The very talented musician Imogen Heap and her colleagues at Mi.Mu are working on a glove that will allow you to make music by moving your fingers and hands. Think Minority Report, but instead of flipping screens around your movements create sounds. Air drumming is about to be legit.
Mi.Mu has an input and output board called x-OSC that connects the glove to a computer or multiple computers over Wi-Fi. It also has an accelerometer, a gyroscope and a magnetometer. Along with the flex sensors on the glove itself, the system can detect “the orientation of your hand, the “flex” of your fingers, your current hand posture (e.g. fist, open hand, one finger point), the direction (up, down, left, right, forwards, backwards) of your hand [and] sharp movements such as drum hits.”

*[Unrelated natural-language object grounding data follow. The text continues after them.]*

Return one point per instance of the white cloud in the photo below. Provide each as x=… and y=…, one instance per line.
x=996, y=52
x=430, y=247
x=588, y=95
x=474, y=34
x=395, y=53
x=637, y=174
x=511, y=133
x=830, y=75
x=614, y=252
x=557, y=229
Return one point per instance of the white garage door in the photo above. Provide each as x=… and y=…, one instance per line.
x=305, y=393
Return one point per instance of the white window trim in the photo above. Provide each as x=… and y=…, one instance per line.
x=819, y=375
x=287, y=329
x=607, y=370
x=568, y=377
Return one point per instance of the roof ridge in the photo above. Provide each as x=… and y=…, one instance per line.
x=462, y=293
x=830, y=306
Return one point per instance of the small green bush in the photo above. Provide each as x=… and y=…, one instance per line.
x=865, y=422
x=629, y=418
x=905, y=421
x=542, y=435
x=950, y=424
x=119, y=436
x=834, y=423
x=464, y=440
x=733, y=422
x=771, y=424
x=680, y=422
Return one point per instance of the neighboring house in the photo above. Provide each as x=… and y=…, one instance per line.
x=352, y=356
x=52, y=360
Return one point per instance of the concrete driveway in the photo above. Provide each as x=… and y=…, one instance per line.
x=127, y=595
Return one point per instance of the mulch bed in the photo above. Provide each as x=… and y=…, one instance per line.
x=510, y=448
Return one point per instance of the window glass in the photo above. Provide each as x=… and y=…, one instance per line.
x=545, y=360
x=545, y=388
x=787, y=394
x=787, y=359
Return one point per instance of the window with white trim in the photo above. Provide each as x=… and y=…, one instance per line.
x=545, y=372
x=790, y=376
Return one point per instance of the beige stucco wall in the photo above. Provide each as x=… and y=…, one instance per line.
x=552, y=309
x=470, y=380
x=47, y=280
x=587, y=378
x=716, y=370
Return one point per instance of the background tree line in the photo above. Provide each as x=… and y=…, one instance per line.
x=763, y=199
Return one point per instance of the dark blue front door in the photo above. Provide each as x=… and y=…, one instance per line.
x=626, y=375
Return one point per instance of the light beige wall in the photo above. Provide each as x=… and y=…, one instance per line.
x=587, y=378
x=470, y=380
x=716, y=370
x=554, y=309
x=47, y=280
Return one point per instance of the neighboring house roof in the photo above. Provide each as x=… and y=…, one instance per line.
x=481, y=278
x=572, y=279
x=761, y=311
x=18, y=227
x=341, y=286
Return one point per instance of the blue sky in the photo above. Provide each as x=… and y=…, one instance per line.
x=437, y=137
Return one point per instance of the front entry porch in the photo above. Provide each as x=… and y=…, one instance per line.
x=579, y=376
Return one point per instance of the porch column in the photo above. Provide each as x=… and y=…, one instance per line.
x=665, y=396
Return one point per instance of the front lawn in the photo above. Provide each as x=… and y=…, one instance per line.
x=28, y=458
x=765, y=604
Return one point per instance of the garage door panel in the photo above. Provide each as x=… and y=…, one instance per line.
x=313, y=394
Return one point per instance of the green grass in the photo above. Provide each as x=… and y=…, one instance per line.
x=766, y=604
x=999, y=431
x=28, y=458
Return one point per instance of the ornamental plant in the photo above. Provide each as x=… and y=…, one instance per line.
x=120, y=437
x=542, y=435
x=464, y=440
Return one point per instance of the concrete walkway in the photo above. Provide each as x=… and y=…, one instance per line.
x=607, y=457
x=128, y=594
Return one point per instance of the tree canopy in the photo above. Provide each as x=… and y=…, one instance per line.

You can map one or more of these movements to control music software with the help of Mi.Mu’s own application, which converts your movements to OSC or MIDI. This means you can use the glove with any software that can handle those two files. The video below shows Imogen performing (!) a song using only two Mi.Mu gloves to control the music:
As you may have noticed, the glove allows the wearer to activate multiple tweaks or sounds at once. You can also use gestures to switch between your saved mappings, which should reduce the number of movements you have to memorize for a given performance.
Pledge at least £1,200 (~$2,000 USD) on Kickstarter to receive a Mi.Mu glove as a reward. Hopefully in a few years the glove will be affordable enough, so we can wash away all the hate and society can start advancing.